Le Programme 2026
Six jours de célébration transdisciplinaire pour inviter le « tout-monde » au partage.
Du 1er au 4 Juin
Rencontres & Création (IZUBA, BST, IFB)
Tables rondes (parcours de femmes, tradition/modernité, synergies Afrique-Amérique Latine) et workshop de création collective « Faire symphonie de lumière ».
Jeudi 4 Juin – 17h30
Spectacle « Noyau de mangue »
Une exploration poétique mêlant videomapping et danse autour de nos mémoires intimes. (Patio de l’Institut Français).
Vendredi 5 Juin – 18h30
Vidéo Mapping : L’Église
Projections monumentales sur la façade de l’Église orthodoxe grecque de Bujumbura.
Samedi 6 Juin – 19h00
Vidéo Mapping & Clôture
Projections sur l’immeuble Old East (19h00), suivi de la grande soirée de clôture DJ-VJING (21h30).
Rencontres – tables rondes
- Développement et dialogues autour des arts numériques et des enjeux.
- Videomapping : un trait d’union entre “tradition et modernité”.
- Afrique-Amérique latine : des enjeux communs et des développements possibles, comment faire synergie. Expérience du Guatemala et de la Tunisie.
- Partager sa lumière : Chaque invité dispose d’un temps pour présenter, partager son travail et sa démarche artistique aux autres.
Faire symphonie de lumière – temps de création en commun
Pendant 24h, les invités sont amenés à imaginer, et à créer ensemble une œuvre hybride. Chaque artiste apporte une brique à un édifice commun. La réalisation sera projetée en public. C’est faire commun.
Spectacle “Noyau de mangue”, une création entre danse et videomapping
Que reste-t-il de nos cicatrices ?
Il y a celles que l’on voit, qui ancrent la peau, mémoire du corps. Elles remodèlent notre image, et peu à peu, notre regard apprivoise cette nouvelle trace qui forgera une identité nouvelle. Celles que l’on transmet de génération en génération, que l’on partage et qui façonnent notre pensée du monde.
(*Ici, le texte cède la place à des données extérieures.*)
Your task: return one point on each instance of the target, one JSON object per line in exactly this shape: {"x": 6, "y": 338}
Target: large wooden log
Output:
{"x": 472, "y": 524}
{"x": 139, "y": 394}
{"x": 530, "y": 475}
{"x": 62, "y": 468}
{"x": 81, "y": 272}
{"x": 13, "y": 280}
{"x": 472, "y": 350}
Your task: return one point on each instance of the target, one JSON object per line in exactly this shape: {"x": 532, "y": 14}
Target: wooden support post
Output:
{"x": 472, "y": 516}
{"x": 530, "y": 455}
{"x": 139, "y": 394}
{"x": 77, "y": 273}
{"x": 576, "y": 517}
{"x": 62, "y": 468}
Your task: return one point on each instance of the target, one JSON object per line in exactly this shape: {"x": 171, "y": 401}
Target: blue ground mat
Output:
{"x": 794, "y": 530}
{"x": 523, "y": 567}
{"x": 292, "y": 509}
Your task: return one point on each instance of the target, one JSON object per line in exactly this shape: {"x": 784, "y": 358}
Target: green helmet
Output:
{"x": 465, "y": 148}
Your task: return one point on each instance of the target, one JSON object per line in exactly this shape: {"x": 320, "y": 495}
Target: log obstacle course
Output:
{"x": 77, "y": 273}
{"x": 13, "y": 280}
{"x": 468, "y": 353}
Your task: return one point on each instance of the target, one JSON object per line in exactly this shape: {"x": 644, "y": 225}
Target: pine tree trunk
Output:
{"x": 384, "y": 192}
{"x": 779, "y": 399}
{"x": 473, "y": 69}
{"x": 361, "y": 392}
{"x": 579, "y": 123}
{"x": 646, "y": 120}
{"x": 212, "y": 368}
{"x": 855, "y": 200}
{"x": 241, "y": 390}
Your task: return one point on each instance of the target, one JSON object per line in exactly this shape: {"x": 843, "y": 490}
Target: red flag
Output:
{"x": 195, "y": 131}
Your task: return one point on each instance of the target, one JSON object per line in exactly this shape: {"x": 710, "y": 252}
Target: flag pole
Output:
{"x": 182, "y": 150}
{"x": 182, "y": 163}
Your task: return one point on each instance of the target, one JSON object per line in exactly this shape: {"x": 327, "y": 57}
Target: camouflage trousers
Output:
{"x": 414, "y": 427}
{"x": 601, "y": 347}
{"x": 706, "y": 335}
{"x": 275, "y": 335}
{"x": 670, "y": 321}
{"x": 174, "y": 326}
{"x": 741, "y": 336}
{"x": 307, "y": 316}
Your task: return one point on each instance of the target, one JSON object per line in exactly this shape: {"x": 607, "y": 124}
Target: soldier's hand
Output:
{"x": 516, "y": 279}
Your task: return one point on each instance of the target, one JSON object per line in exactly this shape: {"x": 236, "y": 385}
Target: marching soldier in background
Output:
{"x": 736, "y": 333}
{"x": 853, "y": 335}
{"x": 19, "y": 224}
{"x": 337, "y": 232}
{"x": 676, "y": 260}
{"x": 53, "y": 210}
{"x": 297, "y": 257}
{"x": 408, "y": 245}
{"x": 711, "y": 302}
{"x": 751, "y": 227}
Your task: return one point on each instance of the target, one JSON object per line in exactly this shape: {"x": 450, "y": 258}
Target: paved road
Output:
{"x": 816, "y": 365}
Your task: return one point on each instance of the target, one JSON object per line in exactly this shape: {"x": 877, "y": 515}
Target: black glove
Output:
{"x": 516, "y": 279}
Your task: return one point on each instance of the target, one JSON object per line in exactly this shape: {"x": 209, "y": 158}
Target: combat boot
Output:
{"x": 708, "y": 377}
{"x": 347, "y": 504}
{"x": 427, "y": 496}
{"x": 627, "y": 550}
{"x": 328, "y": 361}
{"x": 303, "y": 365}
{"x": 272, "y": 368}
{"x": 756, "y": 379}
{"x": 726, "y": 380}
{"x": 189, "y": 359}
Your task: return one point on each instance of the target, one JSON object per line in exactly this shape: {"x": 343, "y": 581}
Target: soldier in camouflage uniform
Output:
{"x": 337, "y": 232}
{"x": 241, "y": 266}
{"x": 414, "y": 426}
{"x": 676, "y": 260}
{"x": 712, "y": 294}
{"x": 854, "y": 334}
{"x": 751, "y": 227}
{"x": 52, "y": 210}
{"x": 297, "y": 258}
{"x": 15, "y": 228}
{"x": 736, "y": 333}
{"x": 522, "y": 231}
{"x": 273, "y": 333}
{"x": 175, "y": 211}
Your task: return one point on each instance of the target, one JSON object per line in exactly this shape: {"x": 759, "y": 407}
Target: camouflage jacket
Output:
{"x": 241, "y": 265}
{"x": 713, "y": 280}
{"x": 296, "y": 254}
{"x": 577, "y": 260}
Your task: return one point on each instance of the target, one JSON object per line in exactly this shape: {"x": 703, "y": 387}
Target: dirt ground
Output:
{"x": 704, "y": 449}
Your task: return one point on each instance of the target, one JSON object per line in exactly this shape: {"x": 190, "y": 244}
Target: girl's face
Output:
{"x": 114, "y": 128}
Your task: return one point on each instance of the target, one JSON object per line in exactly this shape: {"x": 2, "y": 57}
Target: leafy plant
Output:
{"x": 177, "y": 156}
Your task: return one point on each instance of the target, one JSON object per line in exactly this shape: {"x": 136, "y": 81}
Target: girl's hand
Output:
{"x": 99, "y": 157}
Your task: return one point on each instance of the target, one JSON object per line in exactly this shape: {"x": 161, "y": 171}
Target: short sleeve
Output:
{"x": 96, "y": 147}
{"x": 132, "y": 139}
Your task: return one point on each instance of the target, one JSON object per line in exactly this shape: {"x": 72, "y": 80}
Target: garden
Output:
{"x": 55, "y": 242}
Puis il y a les autres, imperceptibles, intimes, qui courbent nos trajectoires, élargissent ou referment nos horizons. Celles que l’on tait, celles que l’on cache. Elles prennent parfois la forme d’une parole blessante, d’un souvenir tenace, niché au plus profond de soi.
Et si, finalement, elles nous apprenaient à nous souvenir que nos existences se construisent autant de nos blessures que de nos élans ?
Une exploration poétique mêlant vidéomapping et danse, un voyage sensible entre apparition et disparition. Entre visible et invisible, entre lumière et ombre dansent des reflets de nos intérieurs, un chemin où nos cicatrices sculptent nos mouvements, redessinent nos contours, ouvrent de nouvelles voies.